I have got difficulties to give a proof of the above proposition. Can anyone help me, please?
My idea is this one but I don't know if it works. First of all I observe that $A\cap W$ is open in $A$ (with respect to the subspace topology of $A$). Then $A\cap W$ is an open subset of the separable space $A$, hence it's a separable space. Then there exists a countable subsets $Q$ of $A\cap W$ such that
$Cl_{A\cap W}(Q)=A\cap W$
where $Cl_{A\cap W}$ denotes the closure with respect the subspace topology of $A\cap W$. By hypothesis
$Q\subseteq\bigcup_{j=1}^z\bigcup_{H\in\mathcal{H}_j}(H\cap A\cap W)$.
Since $Q$ is countable, we deduce that for each $j=1,\dots,z$ there exists a countable subfamily $\mathcal{G}_j$ such that
$Q\subseteq\bigcup_{j=1}^z\bigcup_{G\in\mathcal{G}_j}(G\cap A\cap W)=\bigcup_{j=1}^z\bigcup_{G\in\mathcal{G}_j}(G\cap A\cap W)$.
Taking the closure of both sides we obtain that
$A\cap W\subseteq Cl_{A\cap W}\left(\bigcup_{j=1}^z\bigcup_{G\in\mathcal{G}_j}(G\cap A) \right)= \bigcup_{j=1}^z Cl_{A\cap W}\left(\bigcup_{G\in\mathcal{G}_j}(G\cap A)\right) =\bigcup_{j=1}^z\bigcup_{G\in\mathcal{G}_j}Cl_{A\cap W}(G\cap A)=\bigcup_{j=1}^z\bigcup_{G\in\mathcal{G}_j} G\cap A$.
I am sure the each ot the above equalities works eccept for the second-last one, that is to say
$\bigcup_{j=1}^zCl_{A\cap W}\left(\bigcup_{G\in\mathcal{G}_j}(G\cap A)\right)= \bigcup_{j=1}^z\bigcup_{G\in\mathcal{G}_j}Cl_{A\cap W}(G\cap A)$.

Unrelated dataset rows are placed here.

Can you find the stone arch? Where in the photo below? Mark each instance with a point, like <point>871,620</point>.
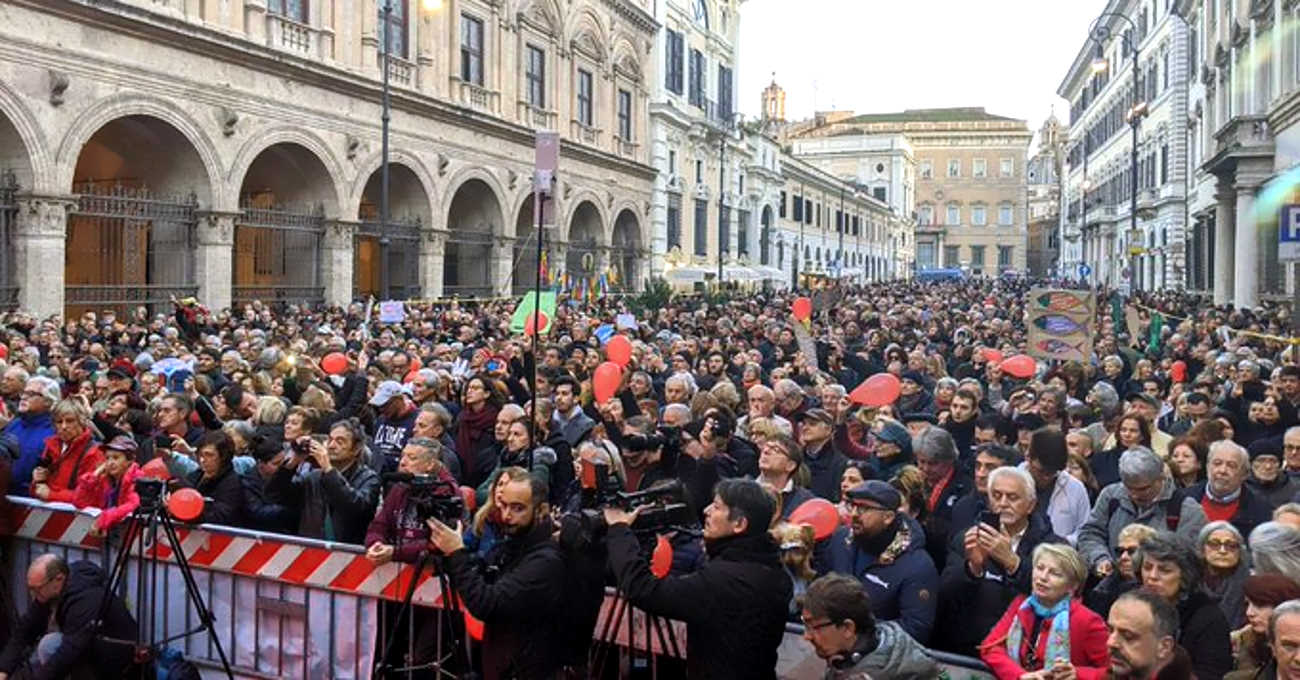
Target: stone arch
<point>462,176</point>
<point>24,147</point>
<point>313,143</point>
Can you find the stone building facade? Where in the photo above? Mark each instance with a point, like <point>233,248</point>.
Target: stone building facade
<point>230,150</point>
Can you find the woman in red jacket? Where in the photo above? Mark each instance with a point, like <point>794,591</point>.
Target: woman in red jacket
<point>69,451</point>
<point>111,486</point>
<point>1051,628</point>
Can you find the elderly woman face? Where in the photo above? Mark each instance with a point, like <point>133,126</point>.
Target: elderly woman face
<point>1222,550</point>
<point>1161,577</point>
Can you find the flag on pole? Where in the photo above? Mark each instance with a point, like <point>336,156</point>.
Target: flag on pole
<point>524,312</point>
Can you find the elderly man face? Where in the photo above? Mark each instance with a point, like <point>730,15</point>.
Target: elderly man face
<point>1226,470</point>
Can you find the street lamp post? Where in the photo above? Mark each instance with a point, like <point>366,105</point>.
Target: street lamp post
<point>1099,34</point>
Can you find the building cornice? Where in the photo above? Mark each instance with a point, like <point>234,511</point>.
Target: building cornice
<point>225,47</point>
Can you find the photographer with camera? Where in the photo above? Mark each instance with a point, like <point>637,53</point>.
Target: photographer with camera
<point>518,590</point>
<point>337,492</point>
<point>735,607</point>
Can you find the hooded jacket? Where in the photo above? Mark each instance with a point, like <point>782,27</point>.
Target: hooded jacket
<point>73,614</point>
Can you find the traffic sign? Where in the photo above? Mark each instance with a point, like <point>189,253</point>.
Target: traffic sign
<point>1288,233</point>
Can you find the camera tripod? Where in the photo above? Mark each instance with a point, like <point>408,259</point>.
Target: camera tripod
<point>451,605</point>
<point>142,531</point>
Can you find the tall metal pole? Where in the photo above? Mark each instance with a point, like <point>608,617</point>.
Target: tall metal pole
<point>384,163</point>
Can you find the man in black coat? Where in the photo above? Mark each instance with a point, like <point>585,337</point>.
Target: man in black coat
<point>73,593</point>
<point>735,607</point>
<point>521,603</point>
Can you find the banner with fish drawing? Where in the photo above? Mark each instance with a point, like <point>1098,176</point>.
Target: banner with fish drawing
<point>1060,324</point>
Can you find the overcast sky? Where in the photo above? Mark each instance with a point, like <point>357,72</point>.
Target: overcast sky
<point>879,56</point>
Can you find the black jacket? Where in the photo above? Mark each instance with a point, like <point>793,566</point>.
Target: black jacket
<point>733,607</point>
<point>520,607</point>
<point>1204,633</point>
<point>971,606</point>
<point>73,613</point>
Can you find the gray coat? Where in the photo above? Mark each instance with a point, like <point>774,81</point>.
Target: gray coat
<point>896,657</point>
<point>1114,510</point>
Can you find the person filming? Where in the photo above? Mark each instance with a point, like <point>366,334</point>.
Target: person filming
<point>735,607</point>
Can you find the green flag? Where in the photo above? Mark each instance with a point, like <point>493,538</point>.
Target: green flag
<point>524,312</point>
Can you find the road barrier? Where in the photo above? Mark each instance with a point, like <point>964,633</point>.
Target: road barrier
<point>290,607</point>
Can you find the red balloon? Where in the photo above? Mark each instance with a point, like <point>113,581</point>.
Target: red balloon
<point>878,390</point>
<point>661,561</point>
<point>819,514</point>
<point>619,350</point>
<point>334,363</point>
<point>155,470</point>
<point>1019,366</point>
<point>606,381</point>
<point>185,505</point>
<point>541,319</point>
<point>802,308</point>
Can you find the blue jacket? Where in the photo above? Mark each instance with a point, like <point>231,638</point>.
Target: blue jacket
<point>904,589</point>
<point>31,433</point>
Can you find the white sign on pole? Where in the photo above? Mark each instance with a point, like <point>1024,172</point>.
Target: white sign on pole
<point>1288,233</point>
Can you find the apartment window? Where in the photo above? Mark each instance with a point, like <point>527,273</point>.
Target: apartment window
<point>697,78</point>
<point>471,50</point>
<point>701,225</point>
<point>624,115</point>
<point>395,30</point>
<point>534,74</point>
<point>1005,215</point>
<point>584,98</point>
<point>289,9</point>
<point>674,221</point>
<point>675,55</point>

I think that it is true but I don't how to show it. My idea is to show (BUT I DON'T KNOW HOW TO DO IT) that the family
$\mathcal{F}:=$ {$G\cap A\mid G\in\mathcal{G}_j\text{ for some }j=1,\dots, z$ }
is a locally finite family of subsets of $A\cap W$, that is to say that for each $a\in A\cap W$ there exists an open subset $U$ of $a$ such that the elements $F\in\mathcal{F}$ such that $U\cap F\ne\emptyset$ is finite.